August 05, 2011

Genetic structure of Swedish population

PLoS ONE 6(8): e22547. doi:10.1371/journal.pone.0022547

The Genetic Structure of the Swedish Population

Keith Humphreys et al.

Patterns of genetic diversity have previously been shown to mirror geography on a global scale and within continents and individual countries. Using genome-wide SNP data on 5174 Swedes with extensive geographical coverage, we analyzed the genetic structure of the Swedish population. We observed strong differences between the far northern counties and the remaining counties. The population of Dalarna county, in north middle Sweden, which borders southern Norway, also appears to differ markedly from other counties, possibly due to this county having more individuals with remote Finnish or Norwegian ancestry than other counties. An analysis of genetic differentiation (based on pairwise Fst) indicated that the population of Sweden's southernmost counties are genetically closer to the HapMap CEU samples of Northern European ancestry than to the populations of Sweden's northernmost counties. In a comparison of extended homozygous segments, we detected a clear divide between southern and northern Sweden with small differences between the southern counties and considerably more segments in northern Sweden. Both the increased degree of homozygosity in the north and the large genetic differences between the south and the north may have arisen due to a small population in the north and the vast geographical distances between towns and villages in the north, in contrast to the more densely settled southern parts of Sweden. Our findings have implications for future genome-wide association studies (GWAS) with respect to the matching of cases and controls and the need for within-county matching. We have shown that genetic differences within a single country may be substantial, even when viewed on a European scale. Thus, population stratification needs to be accounted for, even within a country like Sweden, which is often perceived to be relatively homogenous and a favourable resource for genetic mapping, otherwise inferences based on genetic data may lead to false conclusions.



Jim H. said...

This mirrors something I noticed when mapping the distribution of mtDNA K1a10 (Google Map at ). K1a10 in Sweden has only been found in a band in the center, and the same is true of Norway. The suggestion of spread eastwards from Norway is inescapable. Maybe the people of central Norway and central Sweden are genetically about the same.

eurologist said...

This, like previous studies that have shown three different populations in Sweden, can also be interpreted as:

(i) a southern population that is dominated by agriculturalists from the south (i.e., mostly adjacent northern Germany),
(ii) a central group that like much of Norway has retained a larger fraction of the indigenous central/southern Scandinavian people,
(iii) and a population that has a higher percentage of Finnish and/or Sami background.

Måns Sjöberg said...

About 12,000 Finns immigrated from the Finnish provinces of Savolax and northern Tavastland to the Swedish provinces of Värmland, Dalarna, Västmanland, Hälsingland, Medelpad, and southern Lapland from the late 16th to the early 17th century. I can't see how this could render so strange data for Dalarna. The special thing about Dalarna is its (historical) isolation and age-old language. To me it seems much more likely that they kept a large fraction of indigenous genetic material.

Måns Sjöberg said...

Also, Norrbotten and Västerbotten have a large Saami population, which might explain their peripheral position on the map.

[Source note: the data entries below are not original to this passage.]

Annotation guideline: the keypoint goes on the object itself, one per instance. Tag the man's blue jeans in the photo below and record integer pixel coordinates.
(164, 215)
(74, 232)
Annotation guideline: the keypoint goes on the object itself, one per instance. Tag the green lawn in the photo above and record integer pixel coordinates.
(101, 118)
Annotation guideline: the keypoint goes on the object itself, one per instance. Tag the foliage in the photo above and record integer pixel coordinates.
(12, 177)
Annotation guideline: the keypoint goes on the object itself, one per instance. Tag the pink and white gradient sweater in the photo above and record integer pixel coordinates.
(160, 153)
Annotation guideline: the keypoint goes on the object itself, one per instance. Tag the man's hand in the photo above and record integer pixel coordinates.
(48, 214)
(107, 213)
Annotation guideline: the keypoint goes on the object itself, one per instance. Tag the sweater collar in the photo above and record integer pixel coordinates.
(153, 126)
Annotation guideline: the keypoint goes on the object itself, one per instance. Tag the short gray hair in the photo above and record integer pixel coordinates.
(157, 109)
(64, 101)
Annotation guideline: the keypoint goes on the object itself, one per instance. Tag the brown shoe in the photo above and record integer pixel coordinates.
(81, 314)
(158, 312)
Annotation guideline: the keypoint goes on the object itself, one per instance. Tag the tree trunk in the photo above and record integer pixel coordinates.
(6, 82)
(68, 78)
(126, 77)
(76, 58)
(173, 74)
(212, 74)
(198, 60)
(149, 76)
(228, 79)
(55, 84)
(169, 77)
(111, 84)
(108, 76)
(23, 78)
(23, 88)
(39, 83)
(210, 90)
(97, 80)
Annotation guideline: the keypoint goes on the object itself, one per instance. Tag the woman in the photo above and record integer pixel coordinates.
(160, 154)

Jämtland, Härjedalen and northwestern Dalarna have a smaller Saami population speaking a more old-fashioned Saami language.

The bottom left provinces are close to Denmark and some of them were even part of Denmark up to 1658.

princenuadha said...

"(ii) a central group that like much of Norway has retained a larger fraction of the indigenous central/southern Scandinavian people,"

Thanks, that does help explain the unusual position of dalarna, which isn't far from the south and isn't genetically in the direction of the fins.

A three population model seems like a good scheme. And while dalarna may be genetically far from both southern and northern Sweden because of isolation they are still part of the line that southern Sweden makes. Do you remember when dienekes showed that map of east Asia and how the isolated populations were far apart but also all over the place. Because of that last difference I don't think dalarna is just the result of isolation.

It would be really great to have a close up of Norway and surrounding populations to get a better idea.